Synopsys, Inc. Faces Class Action Lawsuit Amid Disappointing Q3 2025 Report

Synopsys, Inc. Faces Class Action Lawsuit Amid Disappointing Q3 2025 Report



In a significant legal development, Synopsys, Inc. (NASDAQ: SNPS) is now embroiled in a securities fraud class action lawsuit. This action, formally referenced as Kim v. Synopsys, Inc., seeks to represent individuals who invested in the company between December 4, 2024, and September 9, 2025. The lawsuit was triggered by the release of the company's Q3 2025 financial results, which revealed severe underperformance in its Intellectual Property (IP) business segment, leading to a 35% drop in stock price on September 10, 2025.

Financial Background



The legal action stems from Synopsys announcing disappointing earnings, reporting an earnings per share (EPS) of just $1.50—a striking 45% decrease compared to the same quarter from the previous year. This plunge was exacerbated by a decline of nearly 8% in the company's Design IP revenues. Investors felt blindsided as Synopsys had previously emphasized the robust growth potential of its Design IP business, which encompasses a range of essential offerings related to silicon design and integration. These offerings included interface and foundation IP, security, and embedded processors designed to facilitate customer adoption of new technology.

The firm initiating the lawsuit, Hagens Berman, posits that Synopsys misled its investors regarding risks associated with its customer base and growth potential. The firm suggests that the shift towards AI-focused clientele, which necessitates greater customization, led to a deterioration in the financial viability of its Design IP business. The lawsuit underscores claims that Synopsys' previously optimistic forecasts were not only misleading but also failed to accurately disclose the obstacles they were facing in achieving sustained revenue growth.

Stock Impact and Investor Reactions



The drastic drop in stock value following the Q3 earnings announcement marks the most significant one-day decline for Synopsys since its initial public offering in 1992. This fall from grace resulted in Hagens Berman monitoring and investigating potential claims regarding the company's misrepresentation of material risks affecting revenue sustainability in its Design IP business segment.

Investors who incurred losses during the specified class period have been encouraged to come forward, with the firm setting a lead plaintiff deadline of December 30, 2025, for individuals wanting to participate in the legal action.

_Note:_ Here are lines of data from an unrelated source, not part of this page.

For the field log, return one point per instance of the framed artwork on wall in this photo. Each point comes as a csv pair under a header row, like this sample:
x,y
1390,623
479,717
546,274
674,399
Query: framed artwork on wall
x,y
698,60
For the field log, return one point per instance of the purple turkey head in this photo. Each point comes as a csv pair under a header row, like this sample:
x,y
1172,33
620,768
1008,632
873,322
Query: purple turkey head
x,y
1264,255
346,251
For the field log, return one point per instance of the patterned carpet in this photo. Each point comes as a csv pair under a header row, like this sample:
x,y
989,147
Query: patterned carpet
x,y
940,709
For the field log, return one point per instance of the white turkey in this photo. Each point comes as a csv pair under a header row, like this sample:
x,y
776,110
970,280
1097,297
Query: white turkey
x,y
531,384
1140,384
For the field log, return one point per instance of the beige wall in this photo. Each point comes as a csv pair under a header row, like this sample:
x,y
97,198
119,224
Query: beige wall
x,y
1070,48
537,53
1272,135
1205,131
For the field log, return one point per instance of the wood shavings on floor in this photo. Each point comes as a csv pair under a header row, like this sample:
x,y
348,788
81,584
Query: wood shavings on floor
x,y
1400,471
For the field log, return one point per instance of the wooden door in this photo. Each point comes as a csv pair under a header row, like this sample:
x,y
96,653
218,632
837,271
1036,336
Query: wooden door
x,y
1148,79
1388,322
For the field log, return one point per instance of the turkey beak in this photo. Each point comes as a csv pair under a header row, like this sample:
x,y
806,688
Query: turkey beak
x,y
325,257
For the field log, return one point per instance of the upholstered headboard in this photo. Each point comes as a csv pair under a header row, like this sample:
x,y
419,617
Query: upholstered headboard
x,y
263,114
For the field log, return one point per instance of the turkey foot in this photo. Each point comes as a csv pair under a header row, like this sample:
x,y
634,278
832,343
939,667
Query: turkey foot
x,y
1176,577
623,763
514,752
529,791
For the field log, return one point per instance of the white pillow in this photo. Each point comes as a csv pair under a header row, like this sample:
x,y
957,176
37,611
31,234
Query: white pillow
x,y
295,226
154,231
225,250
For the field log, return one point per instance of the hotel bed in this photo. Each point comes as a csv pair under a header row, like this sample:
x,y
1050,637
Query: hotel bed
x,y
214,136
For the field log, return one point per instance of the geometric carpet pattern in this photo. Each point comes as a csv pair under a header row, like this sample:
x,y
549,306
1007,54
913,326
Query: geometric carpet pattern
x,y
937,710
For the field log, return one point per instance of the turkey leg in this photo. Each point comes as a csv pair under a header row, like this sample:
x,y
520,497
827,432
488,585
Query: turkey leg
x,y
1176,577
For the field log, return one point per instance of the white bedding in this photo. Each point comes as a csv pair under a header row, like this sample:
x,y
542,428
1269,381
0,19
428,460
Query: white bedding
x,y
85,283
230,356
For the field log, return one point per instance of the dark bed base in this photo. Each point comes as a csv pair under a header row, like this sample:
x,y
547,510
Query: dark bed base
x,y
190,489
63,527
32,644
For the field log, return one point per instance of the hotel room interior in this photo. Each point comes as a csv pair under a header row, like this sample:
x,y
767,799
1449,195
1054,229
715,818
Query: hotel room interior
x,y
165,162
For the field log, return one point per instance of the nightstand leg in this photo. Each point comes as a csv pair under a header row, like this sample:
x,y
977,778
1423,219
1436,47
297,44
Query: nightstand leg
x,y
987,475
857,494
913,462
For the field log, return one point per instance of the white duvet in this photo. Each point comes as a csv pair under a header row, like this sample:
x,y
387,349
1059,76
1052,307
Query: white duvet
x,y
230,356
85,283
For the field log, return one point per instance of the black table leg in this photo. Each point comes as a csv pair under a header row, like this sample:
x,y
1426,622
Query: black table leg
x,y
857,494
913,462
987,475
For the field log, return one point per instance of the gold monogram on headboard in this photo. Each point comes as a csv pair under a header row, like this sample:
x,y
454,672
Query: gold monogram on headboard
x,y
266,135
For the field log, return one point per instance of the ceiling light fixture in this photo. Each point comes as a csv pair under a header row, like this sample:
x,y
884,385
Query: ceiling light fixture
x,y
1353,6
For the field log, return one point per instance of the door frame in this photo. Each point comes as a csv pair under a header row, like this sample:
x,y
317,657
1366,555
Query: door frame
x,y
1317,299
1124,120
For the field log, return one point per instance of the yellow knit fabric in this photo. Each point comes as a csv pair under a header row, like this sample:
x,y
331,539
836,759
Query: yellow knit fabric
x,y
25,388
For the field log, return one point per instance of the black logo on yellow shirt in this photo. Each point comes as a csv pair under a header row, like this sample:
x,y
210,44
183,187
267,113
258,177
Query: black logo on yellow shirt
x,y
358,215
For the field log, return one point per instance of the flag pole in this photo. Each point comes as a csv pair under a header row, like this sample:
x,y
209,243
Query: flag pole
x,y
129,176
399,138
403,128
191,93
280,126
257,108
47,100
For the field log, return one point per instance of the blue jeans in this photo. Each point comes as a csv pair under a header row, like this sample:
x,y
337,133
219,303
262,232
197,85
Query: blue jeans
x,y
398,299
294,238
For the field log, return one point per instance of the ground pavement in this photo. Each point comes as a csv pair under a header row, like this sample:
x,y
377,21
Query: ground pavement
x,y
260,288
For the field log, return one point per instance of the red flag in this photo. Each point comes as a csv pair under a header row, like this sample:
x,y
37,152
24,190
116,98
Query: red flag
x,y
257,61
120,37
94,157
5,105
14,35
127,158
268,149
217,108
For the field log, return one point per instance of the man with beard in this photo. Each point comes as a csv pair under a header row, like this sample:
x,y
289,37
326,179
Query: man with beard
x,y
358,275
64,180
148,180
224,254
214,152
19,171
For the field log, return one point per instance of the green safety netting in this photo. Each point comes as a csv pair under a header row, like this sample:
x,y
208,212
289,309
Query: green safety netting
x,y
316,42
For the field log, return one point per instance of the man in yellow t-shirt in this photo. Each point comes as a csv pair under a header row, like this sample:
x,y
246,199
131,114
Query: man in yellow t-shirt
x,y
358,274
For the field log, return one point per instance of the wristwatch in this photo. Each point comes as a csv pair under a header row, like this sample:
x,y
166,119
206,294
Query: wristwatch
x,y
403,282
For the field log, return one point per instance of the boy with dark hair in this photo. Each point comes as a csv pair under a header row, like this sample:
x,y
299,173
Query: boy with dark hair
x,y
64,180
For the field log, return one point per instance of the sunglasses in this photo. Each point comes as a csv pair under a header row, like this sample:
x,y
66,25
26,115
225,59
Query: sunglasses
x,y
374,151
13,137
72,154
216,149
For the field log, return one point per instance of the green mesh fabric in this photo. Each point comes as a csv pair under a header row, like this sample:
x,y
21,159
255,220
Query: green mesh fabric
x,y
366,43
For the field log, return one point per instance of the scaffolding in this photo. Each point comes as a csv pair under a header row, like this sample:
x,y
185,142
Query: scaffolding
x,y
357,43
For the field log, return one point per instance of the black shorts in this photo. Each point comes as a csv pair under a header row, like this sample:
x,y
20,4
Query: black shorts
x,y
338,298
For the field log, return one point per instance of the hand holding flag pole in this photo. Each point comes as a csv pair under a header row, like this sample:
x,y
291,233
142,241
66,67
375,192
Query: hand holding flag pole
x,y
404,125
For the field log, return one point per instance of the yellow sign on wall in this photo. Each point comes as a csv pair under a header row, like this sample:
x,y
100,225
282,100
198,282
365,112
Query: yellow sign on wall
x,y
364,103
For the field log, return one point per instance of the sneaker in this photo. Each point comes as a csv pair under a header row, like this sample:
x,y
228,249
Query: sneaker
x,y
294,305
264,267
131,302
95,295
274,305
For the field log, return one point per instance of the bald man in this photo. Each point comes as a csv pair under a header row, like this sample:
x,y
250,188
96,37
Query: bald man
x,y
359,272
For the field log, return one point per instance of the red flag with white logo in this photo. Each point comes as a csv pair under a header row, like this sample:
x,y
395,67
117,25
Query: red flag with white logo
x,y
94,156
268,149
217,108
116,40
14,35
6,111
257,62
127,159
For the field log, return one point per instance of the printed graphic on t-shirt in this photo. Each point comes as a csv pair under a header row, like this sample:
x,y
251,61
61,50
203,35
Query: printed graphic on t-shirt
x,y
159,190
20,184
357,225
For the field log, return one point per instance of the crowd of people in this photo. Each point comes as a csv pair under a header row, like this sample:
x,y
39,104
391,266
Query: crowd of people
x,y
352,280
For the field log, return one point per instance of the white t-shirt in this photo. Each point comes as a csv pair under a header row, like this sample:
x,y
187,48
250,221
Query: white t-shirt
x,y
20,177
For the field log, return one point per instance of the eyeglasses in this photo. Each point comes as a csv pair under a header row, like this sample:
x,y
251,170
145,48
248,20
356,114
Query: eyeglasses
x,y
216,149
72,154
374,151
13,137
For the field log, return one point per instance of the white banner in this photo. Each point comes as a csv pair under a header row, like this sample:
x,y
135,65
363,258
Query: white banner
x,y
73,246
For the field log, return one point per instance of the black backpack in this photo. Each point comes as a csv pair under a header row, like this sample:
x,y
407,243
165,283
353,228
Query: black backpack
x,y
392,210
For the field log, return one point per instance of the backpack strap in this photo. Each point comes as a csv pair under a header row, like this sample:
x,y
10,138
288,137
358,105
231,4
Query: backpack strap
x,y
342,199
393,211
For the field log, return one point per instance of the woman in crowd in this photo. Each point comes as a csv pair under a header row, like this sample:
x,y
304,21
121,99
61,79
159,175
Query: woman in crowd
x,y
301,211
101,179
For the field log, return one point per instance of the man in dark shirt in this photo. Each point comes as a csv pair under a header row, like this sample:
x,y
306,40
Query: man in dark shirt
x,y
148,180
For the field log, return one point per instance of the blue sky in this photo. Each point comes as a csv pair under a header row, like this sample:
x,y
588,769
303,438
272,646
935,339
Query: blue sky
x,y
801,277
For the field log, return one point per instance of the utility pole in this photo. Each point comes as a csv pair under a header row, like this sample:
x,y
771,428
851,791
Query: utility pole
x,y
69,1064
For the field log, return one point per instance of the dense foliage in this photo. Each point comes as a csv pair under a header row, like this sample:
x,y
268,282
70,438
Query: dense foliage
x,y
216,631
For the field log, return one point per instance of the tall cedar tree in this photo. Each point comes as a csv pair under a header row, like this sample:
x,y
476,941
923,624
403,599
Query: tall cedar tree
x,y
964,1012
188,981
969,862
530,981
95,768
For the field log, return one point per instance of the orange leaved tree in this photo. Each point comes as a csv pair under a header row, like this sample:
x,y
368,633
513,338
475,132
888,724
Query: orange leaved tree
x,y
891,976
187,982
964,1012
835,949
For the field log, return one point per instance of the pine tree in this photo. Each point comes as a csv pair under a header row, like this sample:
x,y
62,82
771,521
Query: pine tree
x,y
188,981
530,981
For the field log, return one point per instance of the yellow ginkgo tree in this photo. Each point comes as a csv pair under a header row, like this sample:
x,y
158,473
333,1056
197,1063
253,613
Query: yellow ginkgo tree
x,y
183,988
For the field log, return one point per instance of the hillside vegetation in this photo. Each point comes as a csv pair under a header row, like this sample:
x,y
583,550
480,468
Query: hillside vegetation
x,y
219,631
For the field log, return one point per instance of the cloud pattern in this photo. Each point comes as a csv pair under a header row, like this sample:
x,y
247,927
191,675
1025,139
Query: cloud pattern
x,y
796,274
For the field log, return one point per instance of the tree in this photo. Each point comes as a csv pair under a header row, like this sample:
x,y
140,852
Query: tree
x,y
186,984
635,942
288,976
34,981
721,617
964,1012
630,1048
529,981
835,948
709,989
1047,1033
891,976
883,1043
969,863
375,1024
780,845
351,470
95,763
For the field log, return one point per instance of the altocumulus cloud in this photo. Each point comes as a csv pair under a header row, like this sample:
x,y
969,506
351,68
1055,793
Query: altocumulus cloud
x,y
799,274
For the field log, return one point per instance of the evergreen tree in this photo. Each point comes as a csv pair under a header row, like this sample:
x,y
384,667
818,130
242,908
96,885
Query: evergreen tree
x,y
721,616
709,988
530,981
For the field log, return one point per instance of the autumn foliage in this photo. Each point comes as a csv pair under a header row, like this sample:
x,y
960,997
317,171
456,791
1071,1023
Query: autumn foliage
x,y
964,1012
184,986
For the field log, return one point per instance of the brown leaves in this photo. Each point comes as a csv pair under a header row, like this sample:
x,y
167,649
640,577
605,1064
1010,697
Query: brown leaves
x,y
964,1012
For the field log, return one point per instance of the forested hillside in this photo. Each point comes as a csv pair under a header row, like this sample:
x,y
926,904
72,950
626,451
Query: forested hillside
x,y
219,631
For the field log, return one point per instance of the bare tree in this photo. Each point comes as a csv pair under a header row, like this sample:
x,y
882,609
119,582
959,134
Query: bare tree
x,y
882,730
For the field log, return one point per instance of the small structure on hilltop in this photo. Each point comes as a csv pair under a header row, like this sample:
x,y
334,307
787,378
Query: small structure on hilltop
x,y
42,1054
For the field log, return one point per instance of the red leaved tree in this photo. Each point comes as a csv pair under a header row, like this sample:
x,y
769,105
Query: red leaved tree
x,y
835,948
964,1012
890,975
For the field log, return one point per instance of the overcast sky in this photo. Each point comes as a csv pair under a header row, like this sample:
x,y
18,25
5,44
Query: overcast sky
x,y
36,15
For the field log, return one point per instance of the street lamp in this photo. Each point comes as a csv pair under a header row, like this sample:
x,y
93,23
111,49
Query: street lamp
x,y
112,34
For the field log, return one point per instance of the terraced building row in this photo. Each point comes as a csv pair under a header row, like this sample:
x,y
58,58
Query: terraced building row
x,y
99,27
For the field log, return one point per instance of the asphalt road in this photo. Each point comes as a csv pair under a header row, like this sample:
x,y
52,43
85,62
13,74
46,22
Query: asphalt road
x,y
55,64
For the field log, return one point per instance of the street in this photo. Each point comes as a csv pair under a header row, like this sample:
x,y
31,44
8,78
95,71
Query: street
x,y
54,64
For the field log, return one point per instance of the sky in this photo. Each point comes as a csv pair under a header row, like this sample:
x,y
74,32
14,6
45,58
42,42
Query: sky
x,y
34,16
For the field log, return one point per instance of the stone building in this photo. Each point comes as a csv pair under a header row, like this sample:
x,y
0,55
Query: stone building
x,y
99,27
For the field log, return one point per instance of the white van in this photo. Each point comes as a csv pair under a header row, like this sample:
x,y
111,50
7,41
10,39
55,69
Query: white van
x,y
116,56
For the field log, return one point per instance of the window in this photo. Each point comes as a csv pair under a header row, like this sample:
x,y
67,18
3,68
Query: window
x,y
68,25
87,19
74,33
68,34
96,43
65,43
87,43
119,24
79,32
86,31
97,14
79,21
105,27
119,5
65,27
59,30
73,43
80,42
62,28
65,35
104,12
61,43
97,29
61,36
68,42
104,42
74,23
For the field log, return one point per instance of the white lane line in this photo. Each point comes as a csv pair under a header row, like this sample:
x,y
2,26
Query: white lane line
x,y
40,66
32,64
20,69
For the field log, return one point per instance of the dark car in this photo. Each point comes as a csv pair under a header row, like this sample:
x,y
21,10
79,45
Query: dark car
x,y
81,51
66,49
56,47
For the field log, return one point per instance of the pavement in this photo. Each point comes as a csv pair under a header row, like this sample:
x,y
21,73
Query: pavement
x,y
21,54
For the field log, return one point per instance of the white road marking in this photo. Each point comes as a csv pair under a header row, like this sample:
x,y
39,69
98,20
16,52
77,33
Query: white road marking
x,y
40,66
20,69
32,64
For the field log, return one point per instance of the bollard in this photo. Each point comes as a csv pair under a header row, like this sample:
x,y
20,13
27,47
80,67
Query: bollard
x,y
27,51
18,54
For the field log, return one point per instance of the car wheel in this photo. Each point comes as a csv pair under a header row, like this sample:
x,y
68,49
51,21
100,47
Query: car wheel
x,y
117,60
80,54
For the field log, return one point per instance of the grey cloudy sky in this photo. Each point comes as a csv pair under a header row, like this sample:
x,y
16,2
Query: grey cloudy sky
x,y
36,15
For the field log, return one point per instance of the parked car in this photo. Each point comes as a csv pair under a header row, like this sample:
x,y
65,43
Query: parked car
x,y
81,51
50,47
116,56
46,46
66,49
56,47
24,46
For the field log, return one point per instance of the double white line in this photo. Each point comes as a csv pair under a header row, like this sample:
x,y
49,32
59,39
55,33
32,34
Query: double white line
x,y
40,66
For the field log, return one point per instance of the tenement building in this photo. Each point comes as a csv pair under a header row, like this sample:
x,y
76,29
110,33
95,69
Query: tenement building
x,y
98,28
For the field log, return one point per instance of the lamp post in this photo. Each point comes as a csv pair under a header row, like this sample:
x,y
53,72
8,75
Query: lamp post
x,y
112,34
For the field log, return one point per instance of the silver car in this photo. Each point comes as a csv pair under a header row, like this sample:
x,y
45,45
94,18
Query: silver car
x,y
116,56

Hagens Berman maintains that it is critical for investors to document their losses during this timeframe.

Conclusion



As this lawsuit unfolds, it may attract more attention from regulators and investors keen on shedding light on corporate accountability and transparency. Whistleblowers possessing non-public information related to Synopsys have also been advised to assist in the ongoing investigation, with potential rewards available through the SEC Whistleblower program. Investors impacted by this situation are urged to stay informed as Hagens Berman continues to pursue its investigation into Synopsys' business practices and the efficacy of their revenue growth assertions.

With investors facing the fallout from dwindling shareholder value and possible legal ramifications ahead, this situation invites broader discussions around corporate governance and ethical practices in the fast-evolving tech landscape. Further developments will be closely watched as the narrative continues to unfold in the wake of these troubling Q3 results.